Day 7: Letter to a friend. Some days stand out. Today was one, thanks to a lovely dinner with M. Le French Editor and his wife la belle dame Isabelle.
Day 7: Letter to a friend
Some days stand out as highlights. Today was one such, thanks to a lovely dinner with M. Alain Le French Editor and his wife la belle dame Isabelle. Alain and Isabelle most graciously spoiled me with dinner at one of the famed Montparnasse eateries, with art on the walls (some of it rather nice), succulent lamb, and red wine full of sun. I would note that the baked chevre with tomate exceeded my expectations most delectably.
Even more delicious was the conversation. Cher M. Alain is a thoughtful, highly literate one, and his English is excellent. He had a lot of theories about the various social problems we chewed over, which included: the shifting generational financial profile; the next generation’s lack of understanding regarding sacrifice; racial and socioeconomic problems and the assimilation of immigrant cultures; the weight gain in the US and France (I blame high fructose corn syrup and the government spraying the civilian population with population control chemicals, he holds the disintegrating family unit responsible); and the waning of the American empire.

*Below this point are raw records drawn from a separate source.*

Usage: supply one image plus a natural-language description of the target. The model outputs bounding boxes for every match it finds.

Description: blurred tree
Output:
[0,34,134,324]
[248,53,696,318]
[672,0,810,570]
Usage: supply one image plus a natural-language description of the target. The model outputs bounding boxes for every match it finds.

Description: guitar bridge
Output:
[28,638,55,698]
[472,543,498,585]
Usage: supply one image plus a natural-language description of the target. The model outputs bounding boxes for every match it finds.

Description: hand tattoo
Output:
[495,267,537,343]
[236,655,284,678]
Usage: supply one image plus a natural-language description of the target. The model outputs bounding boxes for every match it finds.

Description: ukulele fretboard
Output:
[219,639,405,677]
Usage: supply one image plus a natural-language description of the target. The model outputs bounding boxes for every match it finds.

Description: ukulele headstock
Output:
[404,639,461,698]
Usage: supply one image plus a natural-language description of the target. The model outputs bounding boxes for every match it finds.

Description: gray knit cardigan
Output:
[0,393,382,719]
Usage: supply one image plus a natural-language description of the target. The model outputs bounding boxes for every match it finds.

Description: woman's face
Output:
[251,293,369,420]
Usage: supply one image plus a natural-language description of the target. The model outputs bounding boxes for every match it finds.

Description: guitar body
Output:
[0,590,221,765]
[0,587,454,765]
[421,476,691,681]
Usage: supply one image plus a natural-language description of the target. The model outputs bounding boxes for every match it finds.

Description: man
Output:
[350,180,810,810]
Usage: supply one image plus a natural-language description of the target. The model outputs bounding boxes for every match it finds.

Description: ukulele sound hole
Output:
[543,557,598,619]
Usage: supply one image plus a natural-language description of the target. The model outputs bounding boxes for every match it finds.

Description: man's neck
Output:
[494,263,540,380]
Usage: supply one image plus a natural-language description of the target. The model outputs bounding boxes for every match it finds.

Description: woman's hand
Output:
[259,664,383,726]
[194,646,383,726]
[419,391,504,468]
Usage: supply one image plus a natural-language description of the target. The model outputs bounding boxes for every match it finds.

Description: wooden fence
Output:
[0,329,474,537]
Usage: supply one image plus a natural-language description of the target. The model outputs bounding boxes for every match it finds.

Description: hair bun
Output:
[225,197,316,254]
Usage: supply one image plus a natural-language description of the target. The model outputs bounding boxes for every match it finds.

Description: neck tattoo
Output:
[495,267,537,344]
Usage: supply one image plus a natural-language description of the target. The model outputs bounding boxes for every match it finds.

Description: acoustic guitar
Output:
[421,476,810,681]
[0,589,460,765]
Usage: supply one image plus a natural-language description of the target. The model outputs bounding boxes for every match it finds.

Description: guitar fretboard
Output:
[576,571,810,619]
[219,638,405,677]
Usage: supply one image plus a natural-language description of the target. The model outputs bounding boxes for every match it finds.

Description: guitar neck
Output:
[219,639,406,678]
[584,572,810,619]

There were, bien sûr, other topics as well.
Needless to say, it is a rich treat indeed to gorge on such intelligent discourse! And Alain and Isabelle shared some of their personal story, how they met and gently wound their way together. Of this, I shall only say: Alain is fortunate to have been given a second chance. But Isabelle didn’t fare too badly, either. Lovely men are creatures, don't you think? Wasn't it you who said that men were a pitiful lot?

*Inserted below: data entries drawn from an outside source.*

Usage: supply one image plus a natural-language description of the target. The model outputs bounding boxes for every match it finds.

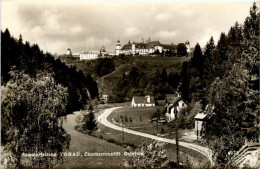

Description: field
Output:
[98,107,209,168]
[108,106,178,138]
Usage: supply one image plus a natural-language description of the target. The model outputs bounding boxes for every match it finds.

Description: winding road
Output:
[98,107,213,165]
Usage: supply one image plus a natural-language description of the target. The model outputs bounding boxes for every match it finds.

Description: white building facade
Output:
[79,51,100,60]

The rest of the day was quiet. A trip to the marché for cerise and apricots. Some reading, a load of laundry, yoga, note-taking. General holing-up and stewing-over-a-story stuff. I was not available for a trip to Notre Dame and decided to respect myself with greater truculence immediately--if not sooner. So I left a note outside on the floor, where anyone who wanted to slide paper into my apartment would have to look. The note inquired: “Why should I go to Notre Dame?”
While I was preparing a cheese plate for the arrival of my guests--Isabelle and Alain were coming by for an aperitif--Jean-Sven knocked on the front door. I kept silent. He would go away if he thought I wasn’t home.

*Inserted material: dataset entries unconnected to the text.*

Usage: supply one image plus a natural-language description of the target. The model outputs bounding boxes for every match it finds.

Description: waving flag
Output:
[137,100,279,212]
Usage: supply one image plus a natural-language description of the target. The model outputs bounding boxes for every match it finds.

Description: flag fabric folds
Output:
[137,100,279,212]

“Traci, I know you’re in there,” Jean-Sven sang. “Traci, vite, maintenant!” He pounded.
I refused to answer.
“D’accord, be that way. But tomorrow is Angelique’s concert and we are all going, my friends and me. We will pick you up in the afternoon.”
I maintained radio silence.
“Why should you go to Notre Dame? Je pas, it’s a beautiful cathedral and that’s what all the tourists do!” he called. He waited. “You can’t hide forever. Tomorrow, then.”
I heard him tromp off, so I went to the door and peeked out the peephole. Mme Durand stood there, staring at my door as if mesmerized. Her door was open, her white hair fell out of its bun and draped down around her shoulders, and the beautiful Cezanne hung on the wall behind her, bathed in the aura of its beauty. I ran to get my cell phone to snap a pix but by the time I returned, her door was closed.
Perhaps you will see from today's missive that your theories of thoughtful and considerate behavior apply not only to others, but to the self as well.